Today, CPU architectures except for x86 by and large don't permit multiple memory accesses per instruction. That said, I am wondering historically what addressing modes, and CPU state (such as a page fault in the middle of an instruction) would require special state to be saved to restore processor state? Additionally, what CPU state would conceptually need to be saved?
For the remainder of this question, assume I have a CPU that restarts an instruction on page fault (x86), and one that stops in the middle of an instruction on page fault (68k).
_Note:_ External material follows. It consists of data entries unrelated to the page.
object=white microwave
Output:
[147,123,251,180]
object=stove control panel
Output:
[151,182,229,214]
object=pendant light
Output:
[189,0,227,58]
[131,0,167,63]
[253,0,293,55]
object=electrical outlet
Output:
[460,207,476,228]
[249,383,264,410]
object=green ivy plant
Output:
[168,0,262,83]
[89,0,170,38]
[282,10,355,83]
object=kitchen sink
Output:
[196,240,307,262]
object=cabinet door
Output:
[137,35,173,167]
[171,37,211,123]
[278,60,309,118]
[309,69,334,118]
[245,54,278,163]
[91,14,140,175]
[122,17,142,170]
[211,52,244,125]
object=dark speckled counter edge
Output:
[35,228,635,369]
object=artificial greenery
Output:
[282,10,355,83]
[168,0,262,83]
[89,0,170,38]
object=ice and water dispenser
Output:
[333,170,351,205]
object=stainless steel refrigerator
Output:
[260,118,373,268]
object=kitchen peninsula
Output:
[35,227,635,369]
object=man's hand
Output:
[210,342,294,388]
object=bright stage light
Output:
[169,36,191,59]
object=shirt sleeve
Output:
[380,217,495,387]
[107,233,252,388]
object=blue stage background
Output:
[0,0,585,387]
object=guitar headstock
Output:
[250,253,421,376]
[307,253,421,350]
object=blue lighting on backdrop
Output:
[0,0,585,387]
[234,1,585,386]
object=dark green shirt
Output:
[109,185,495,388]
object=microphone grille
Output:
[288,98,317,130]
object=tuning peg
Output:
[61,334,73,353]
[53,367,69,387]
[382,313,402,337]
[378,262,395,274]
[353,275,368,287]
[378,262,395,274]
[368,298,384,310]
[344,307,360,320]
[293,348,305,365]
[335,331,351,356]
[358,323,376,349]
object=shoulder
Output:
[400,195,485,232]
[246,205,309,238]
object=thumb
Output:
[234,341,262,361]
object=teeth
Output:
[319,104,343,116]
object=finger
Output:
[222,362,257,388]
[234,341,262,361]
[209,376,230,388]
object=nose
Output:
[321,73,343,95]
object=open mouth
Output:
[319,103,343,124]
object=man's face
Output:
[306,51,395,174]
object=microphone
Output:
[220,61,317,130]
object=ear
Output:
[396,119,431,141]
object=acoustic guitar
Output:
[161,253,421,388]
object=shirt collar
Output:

Also assume these CPUs are is a in-order CISC-like; they allow both src and dst to be memory operands for MOVing data and arithmetic operations can access memory directly. This creates an ISA where insns can have multiple memory accesses. Additionally, ignore complications caused by pipelining. I'll ask about x86's edge cases, as alluded to, as a separate question.
I can think of only two badly-behaved historical addressing modes offhand- pre decrement and post-increment. Additionally, an instruction that spans a page boundary can cause issues.
- Pre-decrement/Post-increment
- On a "restart on page fault" CPU, state for a faulting pre-decrement would need to be able to revert the dec/incremented register, regardless of why the instruction faulted (span page boundary or page fault on access); decrement would occur before any memory access, but increment will occur between memory access on MOV.
Instruction spans pages
- On "restart on page fault" CPU, an instruction may have started already while waiting for the remaining instruction bytes. So the instruction boundary needs to be known to refetch (as well as state to revert side effects of the insn's addressing mode) after the page fault handler runs.
AFAICT, the only state that needs to be saved on a CPU that "stops in the middle of an insn on a fault" is "how far the instruction proceeded" before the fault, and continue from that point, regardless of fault reason. Registers need need not be reverted, and I don't even think the "fault reason" needs to be saved.
Is my explanation/understanding accurate? Are there any other CPU state and addressing modes (plus their combinations) that I should consider?